Cette statistique étonnante est le résultat d’une nouvelle analyse de l’Institut Guttmacher, qui suit les restrictions à l’avortement. En raison d’une avalanche de procès et de décisions de justice, la carte de l’accès à l’avortement est en constante évolution. L’Institut Guttmacher a basé son analyse sur les possibilités d’avortement le 2 octobre, soit 100 jours après la fin de l’arrêt Roe, le 24 juin.

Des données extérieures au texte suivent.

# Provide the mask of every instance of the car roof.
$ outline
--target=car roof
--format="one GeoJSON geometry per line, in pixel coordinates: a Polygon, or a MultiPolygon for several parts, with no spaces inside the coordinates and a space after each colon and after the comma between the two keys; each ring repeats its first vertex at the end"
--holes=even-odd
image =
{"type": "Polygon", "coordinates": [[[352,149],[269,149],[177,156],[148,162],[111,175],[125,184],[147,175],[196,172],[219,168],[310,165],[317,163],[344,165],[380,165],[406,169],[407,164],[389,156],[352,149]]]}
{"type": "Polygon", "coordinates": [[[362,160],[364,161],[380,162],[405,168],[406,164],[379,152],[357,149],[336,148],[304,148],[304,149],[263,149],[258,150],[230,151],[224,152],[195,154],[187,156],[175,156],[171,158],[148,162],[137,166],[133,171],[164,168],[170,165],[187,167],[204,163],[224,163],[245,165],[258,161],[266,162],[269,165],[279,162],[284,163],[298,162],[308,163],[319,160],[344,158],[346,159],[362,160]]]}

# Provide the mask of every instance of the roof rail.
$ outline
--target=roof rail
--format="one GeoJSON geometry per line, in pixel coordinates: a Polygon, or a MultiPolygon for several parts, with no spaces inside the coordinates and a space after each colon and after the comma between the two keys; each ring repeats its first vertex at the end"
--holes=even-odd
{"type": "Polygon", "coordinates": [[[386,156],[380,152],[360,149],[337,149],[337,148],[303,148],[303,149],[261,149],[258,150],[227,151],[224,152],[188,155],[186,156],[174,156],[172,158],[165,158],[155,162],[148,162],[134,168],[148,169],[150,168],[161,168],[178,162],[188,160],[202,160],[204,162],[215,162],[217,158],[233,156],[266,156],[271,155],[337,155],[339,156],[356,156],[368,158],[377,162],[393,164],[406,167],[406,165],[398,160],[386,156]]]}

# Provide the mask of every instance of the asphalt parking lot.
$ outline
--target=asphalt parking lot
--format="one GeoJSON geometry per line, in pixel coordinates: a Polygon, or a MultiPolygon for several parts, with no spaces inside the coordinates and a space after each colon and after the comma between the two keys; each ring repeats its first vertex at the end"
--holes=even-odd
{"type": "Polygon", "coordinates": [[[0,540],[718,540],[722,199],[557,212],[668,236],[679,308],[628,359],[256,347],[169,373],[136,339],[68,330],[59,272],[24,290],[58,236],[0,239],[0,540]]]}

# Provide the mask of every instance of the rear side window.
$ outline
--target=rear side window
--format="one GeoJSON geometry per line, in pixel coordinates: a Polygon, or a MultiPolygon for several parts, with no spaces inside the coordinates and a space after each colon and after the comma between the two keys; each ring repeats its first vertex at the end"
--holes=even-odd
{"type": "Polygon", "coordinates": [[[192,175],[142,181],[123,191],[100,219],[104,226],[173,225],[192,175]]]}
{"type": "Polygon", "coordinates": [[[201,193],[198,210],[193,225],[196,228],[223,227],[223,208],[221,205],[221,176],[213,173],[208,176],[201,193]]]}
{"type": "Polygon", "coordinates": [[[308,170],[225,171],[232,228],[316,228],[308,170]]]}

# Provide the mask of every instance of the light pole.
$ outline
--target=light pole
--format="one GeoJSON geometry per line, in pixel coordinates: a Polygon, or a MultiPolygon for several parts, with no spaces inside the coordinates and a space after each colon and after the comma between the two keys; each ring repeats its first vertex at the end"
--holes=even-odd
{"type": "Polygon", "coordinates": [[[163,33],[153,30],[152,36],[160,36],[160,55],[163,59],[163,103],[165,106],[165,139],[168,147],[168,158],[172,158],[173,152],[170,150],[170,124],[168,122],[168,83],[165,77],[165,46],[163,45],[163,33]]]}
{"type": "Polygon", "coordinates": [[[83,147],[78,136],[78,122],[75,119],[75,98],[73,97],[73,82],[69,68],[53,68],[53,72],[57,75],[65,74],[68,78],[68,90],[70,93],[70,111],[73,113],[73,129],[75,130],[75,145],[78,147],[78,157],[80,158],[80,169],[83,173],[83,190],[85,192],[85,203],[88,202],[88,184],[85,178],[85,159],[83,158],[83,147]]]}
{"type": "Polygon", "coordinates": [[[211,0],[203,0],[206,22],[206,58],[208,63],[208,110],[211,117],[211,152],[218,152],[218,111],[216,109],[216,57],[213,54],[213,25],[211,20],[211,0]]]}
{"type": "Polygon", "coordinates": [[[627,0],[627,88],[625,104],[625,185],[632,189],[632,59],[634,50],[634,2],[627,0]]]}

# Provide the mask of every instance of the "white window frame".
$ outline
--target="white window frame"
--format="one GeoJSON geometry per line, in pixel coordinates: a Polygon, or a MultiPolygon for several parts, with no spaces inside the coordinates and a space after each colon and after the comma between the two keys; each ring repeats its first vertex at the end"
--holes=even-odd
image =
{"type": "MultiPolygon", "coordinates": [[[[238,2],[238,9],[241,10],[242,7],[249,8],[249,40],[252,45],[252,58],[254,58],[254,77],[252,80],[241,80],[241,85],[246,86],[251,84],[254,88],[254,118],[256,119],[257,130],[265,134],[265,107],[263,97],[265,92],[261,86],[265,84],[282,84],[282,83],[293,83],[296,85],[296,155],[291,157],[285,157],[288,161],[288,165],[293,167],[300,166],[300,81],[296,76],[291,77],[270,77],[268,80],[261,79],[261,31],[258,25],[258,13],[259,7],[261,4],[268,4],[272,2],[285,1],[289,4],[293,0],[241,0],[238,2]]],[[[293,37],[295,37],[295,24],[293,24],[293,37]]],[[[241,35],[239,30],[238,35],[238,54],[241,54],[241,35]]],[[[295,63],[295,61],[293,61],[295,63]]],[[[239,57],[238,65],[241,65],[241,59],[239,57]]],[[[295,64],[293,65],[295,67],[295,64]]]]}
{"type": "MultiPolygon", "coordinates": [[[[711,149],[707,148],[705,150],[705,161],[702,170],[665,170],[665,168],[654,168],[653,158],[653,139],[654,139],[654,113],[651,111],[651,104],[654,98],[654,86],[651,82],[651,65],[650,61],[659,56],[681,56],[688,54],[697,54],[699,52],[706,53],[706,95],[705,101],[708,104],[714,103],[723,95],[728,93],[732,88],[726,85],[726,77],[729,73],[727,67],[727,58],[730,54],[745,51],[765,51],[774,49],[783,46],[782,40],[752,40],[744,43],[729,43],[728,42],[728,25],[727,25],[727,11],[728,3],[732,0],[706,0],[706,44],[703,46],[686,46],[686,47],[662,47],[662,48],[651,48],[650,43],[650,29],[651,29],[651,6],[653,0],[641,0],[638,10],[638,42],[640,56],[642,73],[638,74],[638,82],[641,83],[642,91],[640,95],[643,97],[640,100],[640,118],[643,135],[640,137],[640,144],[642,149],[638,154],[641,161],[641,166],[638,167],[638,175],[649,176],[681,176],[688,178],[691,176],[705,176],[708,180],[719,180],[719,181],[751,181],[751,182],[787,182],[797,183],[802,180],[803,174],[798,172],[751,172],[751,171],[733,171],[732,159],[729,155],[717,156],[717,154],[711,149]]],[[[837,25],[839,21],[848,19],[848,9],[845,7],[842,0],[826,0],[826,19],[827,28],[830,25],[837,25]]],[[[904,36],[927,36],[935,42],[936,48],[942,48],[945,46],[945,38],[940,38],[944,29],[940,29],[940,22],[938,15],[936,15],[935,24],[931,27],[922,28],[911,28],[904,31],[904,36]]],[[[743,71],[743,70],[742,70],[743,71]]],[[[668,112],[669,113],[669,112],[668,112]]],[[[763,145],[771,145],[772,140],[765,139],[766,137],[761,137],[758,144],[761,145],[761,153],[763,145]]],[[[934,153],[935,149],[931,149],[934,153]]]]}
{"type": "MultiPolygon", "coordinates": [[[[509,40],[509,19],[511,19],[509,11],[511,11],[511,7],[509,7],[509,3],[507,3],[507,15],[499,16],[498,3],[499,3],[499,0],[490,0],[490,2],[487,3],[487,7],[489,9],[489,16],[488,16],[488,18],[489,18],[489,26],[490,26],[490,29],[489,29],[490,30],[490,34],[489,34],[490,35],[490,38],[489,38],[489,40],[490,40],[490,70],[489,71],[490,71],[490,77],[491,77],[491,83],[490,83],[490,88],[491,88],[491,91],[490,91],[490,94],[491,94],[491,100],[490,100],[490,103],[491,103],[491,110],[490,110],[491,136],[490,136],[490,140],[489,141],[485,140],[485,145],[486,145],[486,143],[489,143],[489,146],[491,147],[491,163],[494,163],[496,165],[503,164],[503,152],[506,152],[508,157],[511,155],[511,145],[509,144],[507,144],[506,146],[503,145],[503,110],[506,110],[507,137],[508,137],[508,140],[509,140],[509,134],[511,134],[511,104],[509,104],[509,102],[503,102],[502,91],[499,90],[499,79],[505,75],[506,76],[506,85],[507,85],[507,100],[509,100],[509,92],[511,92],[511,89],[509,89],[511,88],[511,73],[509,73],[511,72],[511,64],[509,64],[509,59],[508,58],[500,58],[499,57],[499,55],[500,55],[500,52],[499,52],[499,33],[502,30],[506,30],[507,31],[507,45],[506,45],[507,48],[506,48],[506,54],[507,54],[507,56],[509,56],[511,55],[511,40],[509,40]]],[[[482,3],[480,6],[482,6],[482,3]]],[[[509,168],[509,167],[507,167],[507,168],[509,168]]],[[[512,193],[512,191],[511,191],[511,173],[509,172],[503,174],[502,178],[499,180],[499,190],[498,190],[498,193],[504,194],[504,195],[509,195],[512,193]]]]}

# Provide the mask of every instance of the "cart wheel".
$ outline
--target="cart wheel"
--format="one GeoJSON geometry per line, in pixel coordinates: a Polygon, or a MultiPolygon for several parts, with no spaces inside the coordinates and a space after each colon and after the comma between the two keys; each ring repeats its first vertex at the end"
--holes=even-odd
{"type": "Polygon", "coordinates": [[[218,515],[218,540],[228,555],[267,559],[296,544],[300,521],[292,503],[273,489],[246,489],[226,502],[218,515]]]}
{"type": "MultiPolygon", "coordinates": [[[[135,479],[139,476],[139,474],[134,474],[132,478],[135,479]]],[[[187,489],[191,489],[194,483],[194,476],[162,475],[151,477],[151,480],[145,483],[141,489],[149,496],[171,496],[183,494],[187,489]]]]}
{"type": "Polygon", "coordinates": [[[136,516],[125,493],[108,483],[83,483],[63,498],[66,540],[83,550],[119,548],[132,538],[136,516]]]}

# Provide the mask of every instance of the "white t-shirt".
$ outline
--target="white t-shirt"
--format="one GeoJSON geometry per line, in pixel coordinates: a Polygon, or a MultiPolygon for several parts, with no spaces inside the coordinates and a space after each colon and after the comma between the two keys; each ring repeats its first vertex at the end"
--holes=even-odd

Au 2 octobre, 13 États avaient mis en place une interdiction totale de l’avortement, selon l’Institut Guttmacher. L’incertitude juridique qui règne dans le Wisconsin a conduit les cliniques de cet État à cesser de proposer des avortements par crainte d’être poursuivis. La Géorgie, quant à elle, a promulgué une interdiction de l’avortement à six semaines, interdisant ainsi l’avortement avant que de nombreuses femmes sachent qu’elles sont enceintes. Toutes ces lois prévoient des exceptions, notamment en cas de viol ou d’urgence médicale, mais même les femmes concernées ont beaucoup de mal à obtenir un avortement.
Avant l’annulation de l’arrêt Roe le 24 juin, il y avait 79 cliniques d’avortement réparties dans ces 15 États. Vingt-six de ces cliniques ont totalement fermé leurs portes. Début octobre, seules 13 d’entre elles pratiquaient encore des avortements, et toutes se trouvaient en Géorgie.
En d’autres termes, 14 États n’ont désormais plus de cliniques pratiquant l’avortement. En 2020, près de 126 000 avortements ont été pratiqués dans ces États.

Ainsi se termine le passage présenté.